Doctor of Philosophy


Biological Sciences

First Advisor

Prof. Aidan Coffey

Second Advisor

Dr. Mark Johan van Raaij

Third Advisor

Dr. Olivia McAuliffe


Antibiotic resistance is becoming a serious public health concern. Infections that some decades ago could be treated with antibiotics now sometimes do not respond to traditional treatment, causing higher mortality and economic losses. An alternative to the use of antibiotics are bacteria's natural predators, bacteriophages (or phages), and specifically their lytic enzymes. These proteins are produced by phages to degrade bacterial peptidoglycan to inject their genetic material into the bacteria (virion-associated peptidoglycan hydrolases) or to release their progeny once the infection is finished (endolysins). They can be applied exogenously to lyse Gram-positive bacteria or be genetically engineered to lyse Gram-negative bacteria. Phages also code for proteins that allow them to reach their receptors (depolymerases) and recognize them (receptor binding proteins or fibres). These receptor-binding proteins can be used to detect and to identify pathogenic bacteria. More knowledge on the structure of these proteins is necessary to understand their mechanisms of action and to design chimeric or active-site mutant endolysins able to lyse different pathogenic bacteria. In this work, the structure of the N-acetylmuramidases from two bacteriophages (Pseudomonas bacteriophage vB_PaeM_KTN6 and Erwinia jumbo bacteriophage vB_EamM_Y3) have been determined by X-ray crystallography and catalytic mechanisms have been proposed.
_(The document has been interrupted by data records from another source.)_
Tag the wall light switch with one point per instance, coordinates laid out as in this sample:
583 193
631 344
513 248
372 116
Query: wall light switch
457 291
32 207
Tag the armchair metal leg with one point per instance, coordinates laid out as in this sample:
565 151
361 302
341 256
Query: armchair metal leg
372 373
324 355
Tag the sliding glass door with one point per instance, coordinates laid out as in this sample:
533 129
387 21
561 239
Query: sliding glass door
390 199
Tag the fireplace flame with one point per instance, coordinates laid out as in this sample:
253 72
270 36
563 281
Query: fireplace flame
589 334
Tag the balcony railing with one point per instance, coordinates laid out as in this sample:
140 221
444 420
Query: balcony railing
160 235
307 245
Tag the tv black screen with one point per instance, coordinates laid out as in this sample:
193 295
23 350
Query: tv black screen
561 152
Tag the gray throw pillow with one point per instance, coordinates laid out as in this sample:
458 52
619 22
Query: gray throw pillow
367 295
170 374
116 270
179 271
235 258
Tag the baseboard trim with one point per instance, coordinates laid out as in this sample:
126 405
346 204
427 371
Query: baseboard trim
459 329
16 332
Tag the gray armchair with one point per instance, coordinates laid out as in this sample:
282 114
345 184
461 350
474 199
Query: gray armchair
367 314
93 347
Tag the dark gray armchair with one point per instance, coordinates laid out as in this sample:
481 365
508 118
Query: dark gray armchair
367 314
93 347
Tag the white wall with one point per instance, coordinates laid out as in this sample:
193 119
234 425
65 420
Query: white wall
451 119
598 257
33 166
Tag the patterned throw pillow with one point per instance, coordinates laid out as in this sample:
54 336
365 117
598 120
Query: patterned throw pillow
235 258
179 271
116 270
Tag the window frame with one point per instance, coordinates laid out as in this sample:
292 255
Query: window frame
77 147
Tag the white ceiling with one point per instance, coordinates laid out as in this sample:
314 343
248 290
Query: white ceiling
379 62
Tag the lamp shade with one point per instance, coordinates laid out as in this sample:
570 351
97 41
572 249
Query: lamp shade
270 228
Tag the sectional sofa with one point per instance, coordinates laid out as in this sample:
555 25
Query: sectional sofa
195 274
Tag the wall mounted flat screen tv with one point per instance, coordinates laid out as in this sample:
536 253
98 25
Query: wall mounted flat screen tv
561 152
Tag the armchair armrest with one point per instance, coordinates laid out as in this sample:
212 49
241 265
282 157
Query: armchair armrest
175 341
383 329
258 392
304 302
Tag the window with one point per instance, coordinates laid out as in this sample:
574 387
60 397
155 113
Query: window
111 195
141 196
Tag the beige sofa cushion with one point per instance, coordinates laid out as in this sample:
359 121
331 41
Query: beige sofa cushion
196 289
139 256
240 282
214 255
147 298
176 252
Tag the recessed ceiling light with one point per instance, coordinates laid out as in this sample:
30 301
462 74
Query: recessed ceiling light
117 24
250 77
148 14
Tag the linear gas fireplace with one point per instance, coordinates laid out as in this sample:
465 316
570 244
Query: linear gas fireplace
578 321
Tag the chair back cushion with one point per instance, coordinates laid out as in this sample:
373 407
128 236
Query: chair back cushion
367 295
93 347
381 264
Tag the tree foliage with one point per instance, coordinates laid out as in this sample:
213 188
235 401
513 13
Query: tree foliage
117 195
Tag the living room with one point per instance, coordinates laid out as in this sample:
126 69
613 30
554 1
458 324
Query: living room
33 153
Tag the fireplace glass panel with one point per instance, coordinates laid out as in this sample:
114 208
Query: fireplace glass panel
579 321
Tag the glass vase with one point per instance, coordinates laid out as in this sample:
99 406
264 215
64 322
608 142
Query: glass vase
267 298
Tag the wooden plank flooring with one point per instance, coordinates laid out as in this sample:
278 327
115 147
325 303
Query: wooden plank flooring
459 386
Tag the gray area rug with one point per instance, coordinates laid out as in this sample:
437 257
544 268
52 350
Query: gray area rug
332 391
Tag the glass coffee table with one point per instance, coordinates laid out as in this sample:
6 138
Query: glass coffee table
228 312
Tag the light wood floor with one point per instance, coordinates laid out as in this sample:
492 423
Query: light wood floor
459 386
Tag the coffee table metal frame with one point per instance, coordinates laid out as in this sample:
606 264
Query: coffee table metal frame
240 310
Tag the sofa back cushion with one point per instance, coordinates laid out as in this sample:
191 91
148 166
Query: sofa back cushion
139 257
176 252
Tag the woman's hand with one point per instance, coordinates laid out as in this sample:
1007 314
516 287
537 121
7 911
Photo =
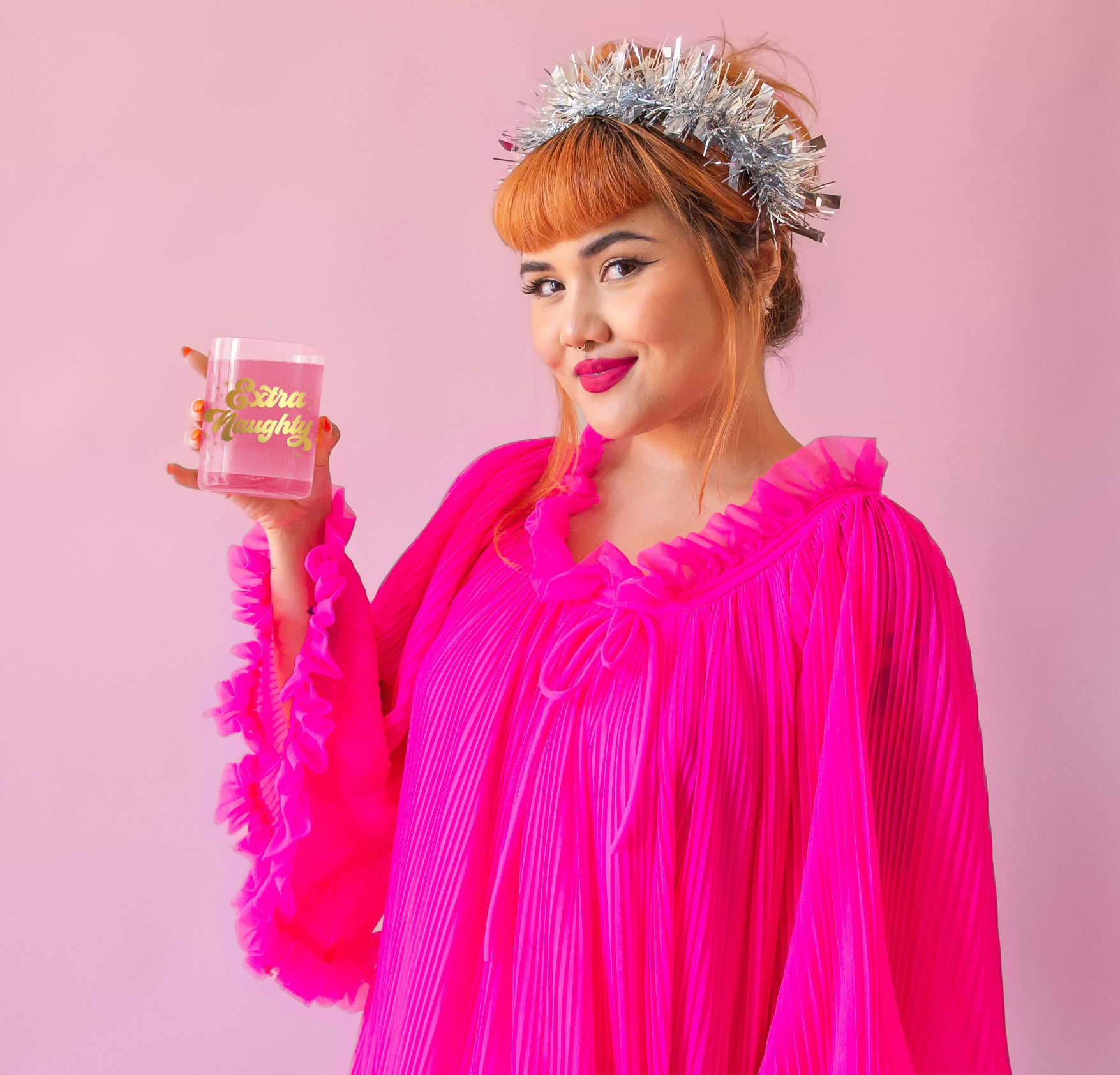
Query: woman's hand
292 519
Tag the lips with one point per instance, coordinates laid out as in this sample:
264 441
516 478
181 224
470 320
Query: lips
599 365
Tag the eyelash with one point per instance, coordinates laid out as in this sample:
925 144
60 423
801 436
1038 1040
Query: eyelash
535 288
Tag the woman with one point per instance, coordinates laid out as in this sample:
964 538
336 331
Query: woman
645 773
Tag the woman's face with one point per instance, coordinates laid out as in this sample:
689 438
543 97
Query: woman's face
636 289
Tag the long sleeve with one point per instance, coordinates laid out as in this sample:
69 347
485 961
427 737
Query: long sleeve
893 963
317 791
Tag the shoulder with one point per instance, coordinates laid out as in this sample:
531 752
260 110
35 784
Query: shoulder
873 536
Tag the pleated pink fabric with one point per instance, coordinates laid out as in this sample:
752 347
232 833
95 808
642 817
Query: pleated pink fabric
719 811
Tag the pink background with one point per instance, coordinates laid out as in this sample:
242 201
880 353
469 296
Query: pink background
323 173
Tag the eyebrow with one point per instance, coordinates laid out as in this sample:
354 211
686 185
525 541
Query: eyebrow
596 246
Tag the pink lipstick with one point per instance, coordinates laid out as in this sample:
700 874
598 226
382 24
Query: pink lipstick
599 374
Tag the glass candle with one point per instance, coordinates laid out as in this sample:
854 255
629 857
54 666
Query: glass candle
261 417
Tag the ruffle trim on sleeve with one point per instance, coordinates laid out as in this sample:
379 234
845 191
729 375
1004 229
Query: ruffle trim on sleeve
265 791
668 570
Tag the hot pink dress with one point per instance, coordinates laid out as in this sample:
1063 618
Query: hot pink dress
722 811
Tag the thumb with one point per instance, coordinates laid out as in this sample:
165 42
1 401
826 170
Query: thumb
326 437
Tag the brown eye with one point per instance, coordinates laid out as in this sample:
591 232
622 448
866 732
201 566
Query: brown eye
634 264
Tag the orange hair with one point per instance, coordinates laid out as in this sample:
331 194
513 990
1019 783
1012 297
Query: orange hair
601 169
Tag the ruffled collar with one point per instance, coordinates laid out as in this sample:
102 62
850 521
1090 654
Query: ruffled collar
669 570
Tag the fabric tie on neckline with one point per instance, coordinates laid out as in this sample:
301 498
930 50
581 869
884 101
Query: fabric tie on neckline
566 668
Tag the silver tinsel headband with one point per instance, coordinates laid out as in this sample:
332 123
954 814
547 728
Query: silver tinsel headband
689 96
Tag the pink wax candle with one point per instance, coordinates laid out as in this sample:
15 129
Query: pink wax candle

Although both proteins are inverting glycoside hydrolases with similar catalytic mechanisms, they present large morphological differences, illustrating the different ways phages solve similar biological problems. A third structure, the Cysteine-Histidine Aminopeptidase/Hydrolase (CHAP) domain from the endolysin of staphylococcal bacteriophage K, was determined in the presence of triglycine, an analogue of its natural substrate, revealing a potential secondary ligand binding site. Additional endolysins and fibres targeting both Gram-positive and Gram-negative bacteria have been purified and crystallized, increasing the knowledge on these proteins. In the cases where their structure could not be obtained, in-silico models were generated to explore the mechanism of these enzymes.